Washington has not lost heart, considering that in any case, it also controlled the Egyptian army and most other regional political forces. Although the return of the uniforms contradicts the discourse of democratization, it quickly adapted to its new partners in dialogue.

The State Department is continuing its initial plan of new regional sharing with Russia. However, the current weakness of the United States is such that it makes haste slowly.

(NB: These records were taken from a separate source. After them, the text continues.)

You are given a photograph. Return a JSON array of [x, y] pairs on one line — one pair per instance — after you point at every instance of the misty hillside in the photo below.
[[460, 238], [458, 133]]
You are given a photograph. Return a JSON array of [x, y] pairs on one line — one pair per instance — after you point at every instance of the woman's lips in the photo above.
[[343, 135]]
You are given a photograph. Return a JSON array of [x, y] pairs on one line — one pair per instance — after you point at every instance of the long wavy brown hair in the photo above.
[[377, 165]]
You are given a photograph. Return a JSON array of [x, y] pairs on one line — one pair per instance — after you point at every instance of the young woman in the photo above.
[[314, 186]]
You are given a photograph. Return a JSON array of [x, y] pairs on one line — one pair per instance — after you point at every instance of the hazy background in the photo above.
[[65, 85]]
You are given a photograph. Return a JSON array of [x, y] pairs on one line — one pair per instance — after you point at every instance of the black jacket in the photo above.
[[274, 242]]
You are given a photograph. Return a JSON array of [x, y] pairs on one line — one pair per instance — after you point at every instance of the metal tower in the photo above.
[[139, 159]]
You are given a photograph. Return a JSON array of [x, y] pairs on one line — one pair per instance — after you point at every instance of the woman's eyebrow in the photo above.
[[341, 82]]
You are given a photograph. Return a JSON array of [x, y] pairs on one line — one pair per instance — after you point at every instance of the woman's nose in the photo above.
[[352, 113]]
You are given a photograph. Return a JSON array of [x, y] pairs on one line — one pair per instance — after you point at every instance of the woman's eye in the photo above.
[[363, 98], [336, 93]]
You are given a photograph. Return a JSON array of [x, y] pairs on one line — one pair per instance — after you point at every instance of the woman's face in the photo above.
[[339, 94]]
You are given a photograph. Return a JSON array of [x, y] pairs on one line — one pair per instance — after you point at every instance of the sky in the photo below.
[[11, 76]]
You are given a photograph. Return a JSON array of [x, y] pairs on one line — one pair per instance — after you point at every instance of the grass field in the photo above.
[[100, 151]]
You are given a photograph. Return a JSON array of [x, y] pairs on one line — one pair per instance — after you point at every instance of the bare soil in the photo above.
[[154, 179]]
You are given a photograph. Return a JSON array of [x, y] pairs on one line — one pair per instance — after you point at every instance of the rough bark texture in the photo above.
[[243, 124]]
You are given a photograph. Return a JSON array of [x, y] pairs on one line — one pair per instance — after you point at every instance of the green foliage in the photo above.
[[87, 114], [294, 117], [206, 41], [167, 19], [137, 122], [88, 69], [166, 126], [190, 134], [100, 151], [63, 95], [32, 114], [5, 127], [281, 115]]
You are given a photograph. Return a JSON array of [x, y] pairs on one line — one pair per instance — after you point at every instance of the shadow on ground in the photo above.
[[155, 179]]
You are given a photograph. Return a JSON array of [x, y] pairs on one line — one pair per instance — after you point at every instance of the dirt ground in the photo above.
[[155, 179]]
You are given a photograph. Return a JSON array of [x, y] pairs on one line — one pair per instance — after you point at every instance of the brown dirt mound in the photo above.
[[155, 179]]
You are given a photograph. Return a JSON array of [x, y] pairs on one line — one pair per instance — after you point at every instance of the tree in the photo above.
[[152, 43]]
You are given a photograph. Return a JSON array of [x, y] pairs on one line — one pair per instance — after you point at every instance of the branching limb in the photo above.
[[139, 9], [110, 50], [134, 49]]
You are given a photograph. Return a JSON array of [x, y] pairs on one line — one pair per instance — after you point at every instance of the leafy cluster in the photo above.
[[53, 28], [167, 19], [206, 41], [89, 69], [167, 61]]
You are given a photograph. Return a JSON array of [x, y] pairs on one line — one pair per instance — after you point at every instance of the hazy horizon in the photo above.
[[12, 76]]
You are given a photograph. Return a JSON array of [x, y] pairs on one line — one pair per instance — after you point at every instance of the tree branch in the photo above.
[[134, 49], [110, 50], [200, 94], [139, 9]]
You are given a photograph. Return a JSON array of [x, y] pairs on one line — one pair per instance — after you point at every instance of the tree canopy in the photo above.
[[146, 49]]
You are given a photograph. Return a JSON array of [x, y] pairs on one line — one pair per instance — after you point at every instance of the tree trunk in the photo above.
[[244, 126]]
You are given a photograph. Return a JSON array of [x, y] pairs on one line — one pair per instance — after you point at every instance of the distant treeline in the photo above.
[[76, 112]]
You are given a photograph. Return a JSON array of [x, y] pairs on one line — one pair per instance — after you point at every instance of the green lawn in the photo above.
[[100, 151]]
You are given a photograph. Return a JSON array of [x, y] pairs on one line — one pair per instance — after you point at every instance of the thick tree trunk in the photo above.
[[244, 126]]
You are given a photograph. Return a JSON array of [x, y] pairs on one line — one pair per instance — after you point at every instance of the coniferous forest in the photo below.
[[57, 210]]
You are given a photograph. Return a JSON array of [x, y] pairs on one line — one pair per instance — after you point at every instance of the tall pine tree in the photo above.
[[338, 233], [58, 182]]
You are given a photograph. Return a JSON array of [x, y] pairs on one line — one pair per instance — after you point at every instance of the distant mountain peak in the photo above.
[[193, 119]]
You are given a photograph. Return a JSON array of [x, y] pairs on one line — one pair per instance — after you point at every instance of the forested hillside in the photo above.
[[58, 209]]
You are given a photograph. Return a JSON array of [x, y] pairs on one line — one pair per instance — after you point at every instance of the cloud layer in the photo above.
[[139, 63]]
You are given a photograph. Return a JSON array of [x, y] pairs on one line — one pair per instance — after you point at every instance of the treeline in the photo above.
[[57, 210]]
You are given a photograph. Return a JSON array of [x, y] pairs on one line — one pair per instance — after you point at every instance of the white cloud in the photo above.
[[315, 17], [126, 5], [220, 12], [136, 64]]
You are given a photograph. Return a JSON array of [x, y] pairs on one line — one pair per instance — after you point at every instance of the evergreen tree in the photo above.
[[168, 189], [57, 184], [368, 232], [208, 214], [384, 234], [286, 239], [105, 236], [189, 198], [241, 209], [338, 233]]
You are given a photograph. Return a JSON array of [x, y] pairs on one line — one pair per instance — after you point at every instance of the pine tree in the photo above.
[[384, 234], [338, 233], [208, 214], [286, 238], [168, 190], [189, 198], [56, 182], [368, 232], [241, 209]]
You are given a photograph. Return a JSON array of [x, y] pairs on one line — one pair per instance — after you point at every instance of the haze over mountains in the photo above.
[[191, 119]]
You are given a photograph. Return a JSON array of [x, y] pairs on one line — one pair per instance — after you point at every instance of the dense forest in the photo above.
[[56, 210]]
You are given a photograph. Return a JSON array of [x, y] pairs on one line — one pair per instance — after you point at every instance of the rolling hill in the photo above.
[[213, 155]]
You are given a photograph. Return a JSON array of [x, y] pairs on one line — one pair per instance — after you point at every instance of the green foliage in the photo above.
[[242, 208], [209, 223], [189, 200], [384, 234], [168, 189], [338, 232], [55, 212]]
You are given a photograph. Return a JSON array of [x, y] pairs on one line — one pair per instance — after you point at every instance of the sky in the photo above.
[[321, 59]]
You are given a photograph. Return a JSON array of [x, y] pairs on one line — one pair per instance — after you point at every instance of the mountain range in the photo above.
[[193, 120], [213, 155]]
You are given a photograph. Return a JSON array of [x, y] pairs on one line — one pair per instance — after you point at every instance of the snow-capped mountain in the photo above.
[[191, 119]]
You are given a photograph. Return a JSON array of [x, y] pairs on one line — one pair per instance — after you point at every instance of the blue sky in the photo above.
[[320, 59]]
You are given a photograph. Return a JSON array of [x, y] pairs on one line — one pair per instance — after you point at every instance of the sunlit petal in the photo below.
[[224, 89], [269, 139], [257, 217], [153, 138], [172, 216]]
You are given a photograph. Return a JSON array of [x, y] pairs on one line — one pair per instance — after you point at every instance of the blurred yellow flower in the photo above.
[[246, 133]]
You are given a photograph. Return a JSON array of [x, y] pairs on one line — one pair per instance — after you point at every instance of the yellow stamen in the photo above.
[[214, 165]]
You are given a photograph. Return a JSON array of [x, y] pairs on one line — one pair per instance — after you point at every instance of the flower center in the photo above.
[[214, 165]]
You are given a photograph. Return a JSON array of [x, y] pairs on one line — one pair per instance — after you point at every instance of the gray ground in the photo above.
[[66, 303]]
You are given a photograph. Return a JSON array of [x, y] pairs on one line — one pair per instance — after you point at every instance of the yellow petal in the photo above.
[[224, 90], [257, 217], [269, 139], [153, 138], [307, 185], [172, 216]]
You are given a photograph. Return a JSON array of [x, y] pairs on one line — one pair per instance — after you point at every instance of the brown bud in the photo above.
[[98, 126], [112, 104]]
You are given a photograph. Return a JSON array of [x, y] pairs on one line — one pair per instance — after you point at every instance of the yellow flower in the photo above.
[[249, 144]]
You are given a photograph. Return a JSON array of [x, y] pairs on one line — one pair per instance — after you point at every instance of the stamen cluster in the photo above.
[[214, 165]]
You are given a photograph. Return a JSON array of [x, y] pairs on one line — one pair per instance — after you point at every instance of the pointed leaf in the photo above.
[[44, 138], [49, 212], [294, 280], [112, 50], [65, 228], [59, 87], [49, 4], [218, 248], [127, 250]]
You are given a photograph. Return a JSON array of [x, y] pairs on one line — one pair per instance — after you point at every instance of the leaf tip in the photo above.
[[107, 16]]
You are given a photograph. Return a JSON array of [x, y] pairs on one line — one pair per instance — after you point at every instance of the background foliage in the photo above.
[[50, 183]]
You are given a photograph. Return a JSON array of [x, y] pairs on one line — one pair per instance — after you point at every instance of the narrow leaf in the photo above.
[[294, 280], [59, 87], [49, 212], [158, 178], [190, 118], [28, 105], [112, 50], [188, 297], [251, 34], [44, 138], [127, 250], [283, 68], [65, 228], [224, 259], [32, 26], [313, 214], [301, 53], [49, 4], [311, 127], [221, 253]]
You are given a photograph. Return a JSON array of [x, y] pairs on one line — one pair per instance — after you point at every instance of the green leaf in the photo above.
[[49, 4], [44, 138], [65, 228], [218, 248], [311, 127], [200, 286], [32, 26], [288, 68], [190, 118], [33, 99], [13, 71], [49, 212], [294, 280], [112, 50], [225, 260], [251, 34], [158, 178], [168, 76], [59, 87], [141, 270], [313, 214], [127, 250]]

Although a just and lasting peace must evolve through joint economic development involving present forces, the U.S. plan is based on an anachronistic vision of a division into zones of influence, inspired by the Anglo-French Sykes-Picot Agreement (1916).

In this perspective, a presupposition of the State Department since Madeleine Albright is that there cannot be peace in Palestine without peace in Syria and vice versa. Indeed, any agreement with the Palestinians is immediately undermined by dissident groups through sabotage, while Baathist Syria refuses in principle a separate peace. The only solution is comprehensive, holding Syria responsible for the strength of the implementation of the agreement.

John Kerry managed to constrain Israel and the Palestinian Authority to sit at the negotiating table for nine months, that is to say, until the Syrian presidential elections. The first contacts were icy, but the State Department thinks it will have time to warm them up and get invitees to join the process for a Syrian Geneva 2. Negotiations are conducted by the Zionist diplomat Martin Indyk, who was the Middle East adviser to Madeleine Albright and Bill Clinton.

Simultaneously, Mr. Kerry has permitted Saudi Arabia to fill the void created by the disappearance of Qatar from the international scene. He allowed the Saudis six months for the solution of regional problems. In this case, Saudi Arabia is not King Abdullah, too busy testing aphrodisiacs, but Prince Bandar Ben Sultan and his brother-in-law, the eternal foreign minister for the past 38 years, Prince Saud.

However, in view of what happened to Emir Hamad of Qatar, the two men are afraid of falling into a U.S. trap, of exhausting themselves without success and in turn of being removed from the international scene, which would mark the beginning of the end of the kingdom.

Also, one must consider with the greatest attention the turnaround of their puppet, Sheikh Adnan al-Arour. In a television show, broadcast on July 31, the spiritual leader of the Free Syrian Army said he was forced (by whom?) to take up arms against Bashar al-Assad while the military way leads nowhere. He lamented that the "noble revolution" has become a "butchery" and concluded that he no longer identifies with it.

A few hours later, his boss, Prince Bandar bin Sultan, was received in Moscow, not only by his counterpart, but also by President Vladimir Putin. A terse statement was issued shortly thereafter that the discussions had focused "on a wide range of bilateral issues and the situation in the Middle East and North Africa." The press service released a photograph of the reception by the President and an old photograph of the Saudi spy chief, decidedly inaccessible since the attack which targeted him in July 2012 in response to the assassination of military leaders in Syria.

Everything is unfolding as if Riyadh was being more reasonable than Doha and was accepting the principle of the Geneva 2 Conference. Their claim would be satisfied with maintaining Bashar al-Assad in exchange for a symbolic victory in Lebanon, with the return to power of their symbol, Saad al-Hariri. This would be composed of a national unity government, including the "political wing" of Hezbollah, which would explain the recent decision of the European Union to distinguish two branches within the Party of God.